I have a love/hate relationship with my Comcast DVR.
It allows me almost complete freedom to set my own viewing schedule, but it screws up a lot. I mean, a lot. “The Office” often records with bad, echo-y audio or no audio at all. Three straight weeks, “How I Met Your Mother” recorded only about the first five seconds of the episode. “Cold Case” doesn’t adjust for football overruns.
And tonight — oooooh, I’m still steaming! — tonight I turned on the TV at 8:34 and discovered that “Dancing With the Stars” was not recording at all. I have it on a season record, and it has recorded every episode this season until tonight. So I only got to see the last two and a half dances. (According to Television Without Pity, I didn’t miss much.)
All of which makes me wonder: When is Apple going to have “The Office,” “How I Met Your Mother,” “Cold Case,” “Dancing With the Stars,” “Ugly Betty,” “Dirty Sexy Money,” “Pushing Daisies,” “Project Runway,” and everything else I watch available for download for a monthly price that is competitive with Comcast? Why hasn’t Apple TV become a Comcast killer?

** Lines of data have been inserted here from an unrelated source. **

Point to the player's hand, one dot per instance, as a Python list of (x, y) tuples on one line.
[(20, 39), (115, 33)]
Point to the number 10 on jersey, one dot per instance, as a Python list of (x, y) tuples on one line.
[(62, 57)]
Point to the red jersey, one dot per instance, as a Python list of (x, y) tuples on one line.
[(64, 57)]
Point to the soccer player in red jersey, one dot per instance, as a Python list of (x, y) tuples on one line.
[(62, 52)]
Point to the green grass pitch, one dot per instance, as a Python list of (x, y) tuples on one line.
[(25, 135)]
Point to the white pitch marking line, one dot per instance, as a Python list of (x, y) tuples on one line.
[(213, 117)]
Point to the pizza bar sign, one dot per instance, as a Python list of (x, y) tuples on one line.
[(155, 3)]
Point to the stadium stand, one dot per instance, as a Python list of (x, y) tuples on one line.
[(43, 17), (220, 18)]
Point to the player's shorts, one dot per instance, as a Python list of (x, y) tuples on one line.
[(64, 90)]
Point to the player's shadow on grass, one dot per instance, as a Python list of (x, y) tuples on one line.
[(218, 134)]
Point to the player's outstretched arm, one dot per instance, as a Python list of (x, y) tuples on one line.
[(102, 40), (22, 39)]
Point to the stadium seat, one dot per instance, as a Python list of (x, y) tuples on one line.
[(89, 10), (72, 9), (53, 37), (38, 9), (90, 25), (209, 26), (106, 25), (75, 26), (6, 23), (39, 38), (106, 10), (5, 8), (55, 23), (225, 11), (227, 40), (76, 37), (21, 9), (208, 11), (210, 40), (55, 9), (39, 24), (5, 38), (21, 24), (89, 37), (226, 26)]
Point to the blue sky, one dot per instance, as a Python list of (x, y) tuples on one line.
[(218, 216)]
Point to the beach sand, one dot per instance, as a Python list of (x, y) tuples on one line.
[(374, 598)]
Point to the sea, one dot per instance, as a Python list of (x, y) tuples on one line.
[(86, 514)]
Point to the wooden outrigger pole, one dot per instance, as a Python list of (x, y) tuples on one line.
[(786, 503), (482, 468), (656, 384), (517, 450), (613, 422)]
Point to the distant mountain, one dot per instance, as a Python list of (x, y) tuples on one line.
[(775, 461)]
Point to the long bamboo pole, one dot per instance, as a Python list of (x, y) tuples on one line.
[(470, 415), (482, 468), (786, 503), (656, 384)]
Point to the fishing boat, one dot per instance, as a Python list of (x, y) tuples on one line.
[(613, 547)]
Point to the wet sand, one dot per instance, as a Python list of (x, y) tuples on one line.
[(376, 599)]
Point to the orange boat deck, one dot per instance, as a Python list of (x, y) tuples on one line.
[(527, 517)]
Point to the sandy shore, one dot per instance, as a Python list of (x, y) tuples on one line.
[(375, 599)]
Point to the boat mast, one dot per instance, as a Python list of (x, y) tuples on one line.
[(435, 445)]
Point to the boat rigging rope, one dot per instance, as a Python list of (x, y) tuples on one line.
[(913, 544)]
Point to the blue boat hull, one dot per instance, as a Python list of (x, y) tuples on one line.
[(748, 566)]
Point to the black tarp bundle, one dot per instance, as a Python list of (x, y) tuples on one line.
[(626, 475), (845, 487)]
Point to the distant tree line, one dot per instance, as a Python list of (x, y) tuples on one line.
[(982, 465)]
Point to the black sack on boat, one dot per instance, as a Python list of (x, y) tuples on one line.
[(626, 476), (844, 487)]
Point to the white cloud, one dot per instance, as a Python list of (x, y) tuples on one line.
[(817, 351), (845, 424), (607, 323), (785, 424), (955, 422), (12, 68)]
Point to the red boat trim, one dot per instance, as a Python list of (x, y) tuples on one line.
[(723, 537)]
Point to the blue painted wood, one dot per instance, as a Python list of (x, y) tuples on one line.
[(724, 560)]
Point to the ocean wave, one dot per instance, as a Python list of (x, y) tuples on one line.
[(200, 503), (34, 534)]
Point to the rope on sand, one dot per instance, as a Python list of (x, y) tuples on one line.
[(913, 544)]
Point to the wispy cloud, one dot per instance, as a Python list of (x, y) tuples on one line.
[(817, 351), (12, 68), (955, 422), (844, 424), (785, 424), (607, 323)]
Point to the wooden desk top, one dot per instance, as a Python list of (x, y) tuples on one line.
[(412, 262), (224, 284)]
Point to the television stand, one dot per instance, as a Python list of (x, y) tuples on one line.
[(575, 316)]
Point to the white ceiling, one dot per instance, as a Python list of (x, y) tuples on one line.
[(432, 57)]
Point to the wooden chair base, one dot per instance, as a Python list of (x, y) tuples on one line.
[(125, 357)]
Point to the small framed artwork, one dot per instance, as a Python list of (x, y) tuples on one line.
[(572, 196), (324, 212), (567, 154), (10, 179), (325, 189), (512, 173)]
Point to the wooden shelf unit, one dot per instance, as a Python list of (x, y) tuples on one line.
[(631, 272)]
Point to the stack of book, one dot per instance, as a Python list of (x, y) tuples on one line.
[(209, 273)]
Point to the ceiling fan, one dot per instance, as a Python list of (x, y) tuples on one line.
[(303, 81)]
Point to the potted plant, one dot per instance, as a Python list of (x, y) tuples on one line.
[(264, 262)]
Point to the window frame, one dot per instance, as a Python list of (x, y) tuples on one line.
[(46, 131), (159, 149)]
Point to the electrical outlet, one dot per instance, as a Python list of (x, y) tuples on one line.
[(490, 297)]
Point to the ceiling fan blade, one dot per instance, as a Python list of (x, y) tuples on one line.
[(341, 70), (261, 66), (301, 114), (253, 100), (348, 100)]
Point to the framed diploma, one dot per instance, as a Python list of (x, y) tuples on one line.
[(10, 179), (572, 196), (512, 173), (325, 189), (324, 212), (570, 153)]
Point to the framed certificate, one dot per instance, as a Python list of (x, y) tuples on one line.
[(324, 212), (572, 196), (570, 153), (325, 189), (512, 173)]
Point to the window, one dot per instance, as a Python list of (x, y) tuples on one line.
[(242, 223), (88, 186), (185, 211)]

There are technical, pricing, strategic and marketing reasons, but the biggest reason is content. The guys in charge of NBC Universal, CBS, et al., are a bunch of boobs; instead of continuing to nurture an iTunes Store that helped establish “The Office” and revive “Scrubs,” NBC made “a relatively easy decision” to pull out of iTS and put shows on NBC Connect, Amazon Unbox, and soon (with FOX) Hulu. The CBS, ABC and FOX versions are somewhat better but still limited by the fact that they require you to watch TV on your computer.
I want to watch whatever I want to watch whenever I want to watch it. Any season, any episode. On my HDTV and in HD. Without waiting 45 minutes for it to download. Even if it’s live. Oh, and movies on demand. Every movie. And I thought Apple TV would have begun to deliver on that fantasy by now.
The iPod works because it delivers a lot of music in an intuitively designed little box. The iPhone works because it added a great phone to that little box. The Mac line works because iLife is super cool and computers don’t have to be hard to use. But Apple TV, as Tom Krazit says today in his One More Thing blog, has fizzled for lack of delivering on the implicit promise of what you would expect from Apple-meets-TV: “The ability to watch anything I want, whenever I want it, without having to pay for all the useless channels I never watch.”
There’s still time. Apple’s relationship with Disney would be helpful in launching a rumored digital movie rental service. I would welcome subscription-based access to downloads of ABC’s full network lineup that would allow me to watch the shows on my computer, iPod, Apple TV, etc., the same night they show airs — or, heck, before the show airs. Most of what I watch is on ABC anyway, it would be great for brand reinforcement, and it provides a model for other networks.
For tonight, though, I would have been happy just to see the first 34 minutes of “Dancing With the Stars.” And I’ve really been wanting to catch “Dexter,” so that would have been nice too — Season One from the beginning. And then maybe the episode of “The Office” I missed last week.